CTEs for hierarchical data: Pokemon Evolutions
One of my favorite hobbies is video games. I think back to the birthday where I received a Nintendo GameBoy fondly. A device you could take with you anywhere and play games was amazing in the 90s. Of course, smart phones have made the idea ubiquitous for the last twenty years. Plus, you don't need to carry around a pack of AA batteries anymore! 😂
As big as the GameBoy (and its pack-in title, Tetris) was, it wasn't until Pokemon released that it took the world by storm. I don't need to explain the idea, but it is a role-playing game where you assemble and raise a party of monsters for battle. Through battle, these monsters gain experience and can grow into new monsters. Pokemon calls this evolution.
MonsterDB
Last year, I decided to spend some time building a web application covering the first set of games called MonsterDB. This project has a lot of neat features -- you can see a monster, the moves it learns, where to catch it, and more! For today's post, I'm going to cover how I structured a given monster's evolutions.
Consider the following monster
table (MonsterDB uses sqlite):
CREATE TABLE IF NOT EXISTS monster
(
id integer
constraint monster_pk
primary key autoincrement,
dex_id integer not null,
name TEXT not null
);
This encodes a few values for a monster:
- The first column is an autoincrementing synthetic primary key
- The second column is the game's representation of the monster's index number
- The last column is the monster's name in english
Evolutions
For those that haven't played the game, a monster can evolve into many other kinds of monsters, and those monsters can also do this, and so on. To express this data, we have a linking table for monsters:
CREATE TABLE IF NOT EXISTS evolution
(
id integer
constraint evolution_pk
primary key autoincrement,
from_monster_id integer,
to_monster_id integer,
constraint evolution_monster_id_id_fk
foreign key (from_monster_id, to_monster_id) references monster (id, id)
);
This table encodes the relationship between monsters:
- The first column is our synthetic primary key
- The second column is our starting monster, a foreign key to monster
- The third column is our ending monster, also a foreign key to monster
That's all we need to define the relationships between monsters. So what does this look like in practice? Consider the monster Bulbasaur:
Bulbasaur can become Ivysaur, which can then become Venusaur.
How could we query the database for this information? Armed with only the base monster, the linking table can only give us the monsters Bulbasaur can directly evolve into.
Hello CTEs
Armed with our linking table, we can write a query utilizing common table expressions to retrieve the list of monsters that come from a Bulbsaur.
What is a common table expression? Wikipedia to the rescue:
"A common table expression, or CTE, (in SQL) is a temporary named result set, derived from a simple query and defined within the execution scope of a SELECT, INSERT, UPDATE, or DELETE statement."

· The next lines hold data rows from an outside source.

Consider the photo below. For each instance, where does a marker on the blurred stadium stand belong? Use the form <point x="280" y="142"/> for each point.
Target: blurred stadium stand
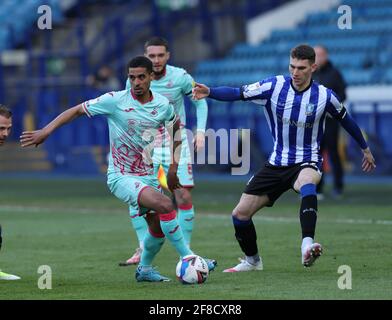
<point x="42" y="72"/>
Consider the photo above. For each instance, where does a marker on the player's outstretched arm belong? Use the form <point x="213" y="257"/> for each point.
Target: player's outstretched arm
<point x="200" y="91"/>
<point x="31" y="138"/>
<point x="218" y="93"/>
<point x="368" y="162"/>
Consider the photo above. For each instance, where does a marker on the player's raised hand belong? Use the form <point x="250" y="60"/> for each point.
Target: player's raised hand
<point x="200" y="91"/>
<point x="30" y="138"/>
<point x="199" y="141"/>
<point x="368" y="162"/>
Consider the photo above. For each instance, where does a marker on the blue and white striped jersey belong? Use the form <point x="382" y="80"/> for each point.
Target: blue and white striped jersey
<point x="296" y="119"/>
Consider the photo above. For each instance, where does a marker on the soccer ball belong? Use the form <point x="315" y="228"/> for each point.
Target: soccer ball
<point x="192" y="269"/>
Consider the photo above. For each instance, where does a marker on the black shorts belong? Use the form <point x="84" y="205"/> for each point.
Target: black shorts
<point x="273" y="181"/>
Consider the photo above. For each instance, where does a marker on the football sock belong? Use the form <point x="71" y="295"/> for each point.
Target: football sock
<point x="152" y="244"/>
<point x="140" y="226"/>
<point x="308" y="210"/>
<point x="186" y="215"/>
<point x="245" y="234"/>
<point x="173" y="232"/>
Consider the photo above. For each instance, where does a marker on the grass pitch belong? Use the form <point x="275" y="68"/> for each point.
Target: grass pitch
<point x="81" y="231"/>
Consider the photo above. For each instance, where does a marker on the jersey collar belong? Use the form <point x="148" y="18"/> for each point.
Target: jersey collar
<point x="302" y="91"/>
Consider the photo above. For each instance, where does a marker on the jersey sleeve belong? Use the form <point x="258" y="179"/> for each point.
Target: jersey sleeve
<point x="187" y="83"/>
<point x="334" y="106"/>
<point x="103" y="105"/>
<point x="260" y="90"/>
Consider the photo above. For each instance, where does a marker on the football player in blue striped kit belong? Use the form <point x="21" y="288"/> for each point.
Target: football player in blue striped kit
<point x="5" y="130"/>
<point x="295" y="107"/>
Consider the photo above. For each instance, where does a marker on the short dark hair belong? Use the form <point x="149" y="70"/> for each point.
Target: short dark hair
<point x="5" y="112"/>
<point x="156" y="41"/>
<point x="140" y="61"/>
<point x="303" y="52"/>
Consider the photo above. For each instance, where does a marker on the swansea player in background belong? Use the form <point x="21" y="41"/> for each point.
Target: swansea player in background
<point x="295" y="107"/>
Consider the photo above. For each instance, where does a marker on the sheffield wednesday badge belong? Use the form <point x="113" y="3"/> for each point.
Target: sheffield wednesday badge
<point x="309" y="109"/>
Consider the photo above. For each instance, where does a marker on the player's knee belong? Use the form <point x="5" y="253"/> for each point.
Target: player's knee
<point x="241" y="214"/>
<point x="183" y="197"/>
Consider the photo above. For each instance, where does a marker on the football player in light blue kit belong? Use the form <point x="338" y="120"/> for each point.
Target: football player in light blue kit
<point x="174" y="83"/>
<point x="133" y="117"/>
<point x="5" y="130"/>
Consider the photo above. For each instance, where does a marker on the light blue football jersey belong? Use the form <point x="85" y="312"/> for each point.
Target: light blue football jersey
<point x="174" y="85"/>
<point x="133" y="127"/>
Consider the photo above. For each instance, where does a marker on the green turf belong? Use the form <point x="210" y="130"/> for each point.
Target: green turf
<point x="81" y="231"/>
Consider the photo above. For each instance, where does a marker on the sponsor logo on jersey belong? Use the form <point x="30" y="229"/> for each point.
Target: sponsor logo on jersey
<point x="93" y="101"/>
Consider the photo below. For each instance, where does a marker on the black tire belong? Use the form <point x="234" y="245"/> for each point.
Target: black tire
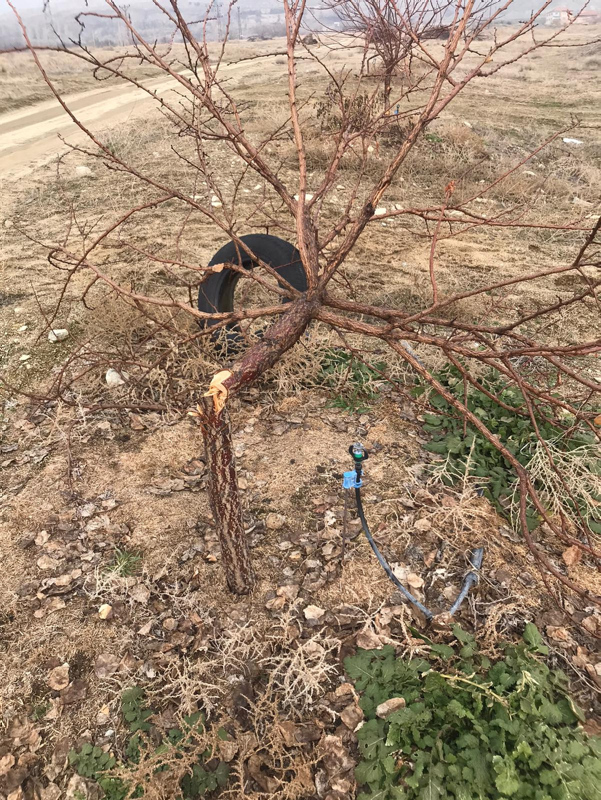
<point x="216" y="292"/>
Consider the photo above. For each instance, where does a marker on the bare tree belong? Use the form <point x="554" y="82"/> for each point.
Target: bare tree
<point x="390" y="30"/>
<point x="208" y="122"/>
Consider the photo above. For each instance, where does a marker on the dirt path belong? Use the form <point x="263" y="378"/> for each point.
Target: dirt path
<point x="29" y="136"/>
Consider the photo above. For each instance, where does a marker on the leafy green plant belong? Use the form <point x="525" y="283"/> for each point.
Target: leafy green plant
<point x="468" y="452"/>
<point x="92" y="762"/>
<point x="125" y="563"/>
<point x="354" y="382"/>
<point x="471" y="729"/>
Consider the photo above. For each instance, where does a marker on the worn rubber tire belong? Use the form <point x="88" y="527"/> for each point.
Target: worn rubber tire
<point x="216" y="292"/>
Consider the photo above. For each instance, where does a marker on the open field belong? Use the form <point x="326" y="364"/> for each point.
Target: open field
<point x="110" y="560"/>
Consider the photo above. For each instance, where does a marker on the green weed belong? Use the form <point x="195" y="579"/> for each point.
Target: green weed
<point x="125" y="563"/>
<point x="470" y="729"/>
<point x="94" y="763"/>
<point x="467" y="451"/>
<point x="354" y="383"/>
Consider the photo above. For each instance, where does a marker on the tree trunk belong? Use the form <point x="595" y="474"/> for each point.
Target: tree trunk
<point x="224" y="497"/>
<point x="387" y="84"/>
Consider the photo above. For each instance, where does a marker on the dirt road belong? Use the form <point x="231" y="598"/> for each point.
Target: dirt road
<point x="30" y="136"/>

In other words, we can craft a named query that can then also be queried like a table. The syntax for such a query has a form similar to this in SQLite:
WITH <temporary-table-name> AS (
SELECT <columns>
FROM <table>
)
SELECT * FROM <temporary-table-name>;
Walking the evolutionary tree with a CTE
That inner SELECT
inside of the WITH
is where the magic happens. We can leverage other SQL features in there, such as a UNION
:
WITH tree AS (
SELECT
null as from_monster_id,
id AS to_monster_id
FROM monster WHERE id = 1
UNION
SELECT
e.from_monster_id,
e.to_monster_id
FROM evolution e
INNER JOIN tree t ON e.from_monster_id = t.to_monster_id
)
SELECT * FROM tree;
The first SELECT
sets up our initial row (the one containing Bulbasaur). The second SELECT
(the one following the UNION
) retrieves the rows that match as we "walk" the evolution tree.
When run this gives us the following output:
from_monster_id | to_monster_id
null | 1
1 | 2
2 | 3
You may not need that first row if you're not looking for the complete hierarchy. Suppose you're only interested in the evolutions. Simply tweak the first SELECT
to start at the first evolution:
WITH tree AS (
SELECT
from_monster_id,
to_monster_id
FROM evolution
WHERE from_monster_id = 1
UNION
SELECT
e.from_monster_id,
e.to_monster_id
FROM evolution e
INNER JOIN tree t ON e.from_monster_id = t.to_monster_id
)
SELECT * FROM tree;
Running this query produces the desired output:
from_monster_id | to_monster_id
1 | 2
2 | 3
That's all there is to it. CTEs are a powerful tool for walking hierarchical data. Pokemon evolutions happen to fit that description well, and this CTE made what could have been an ugly loop in some backend code into a concise database query.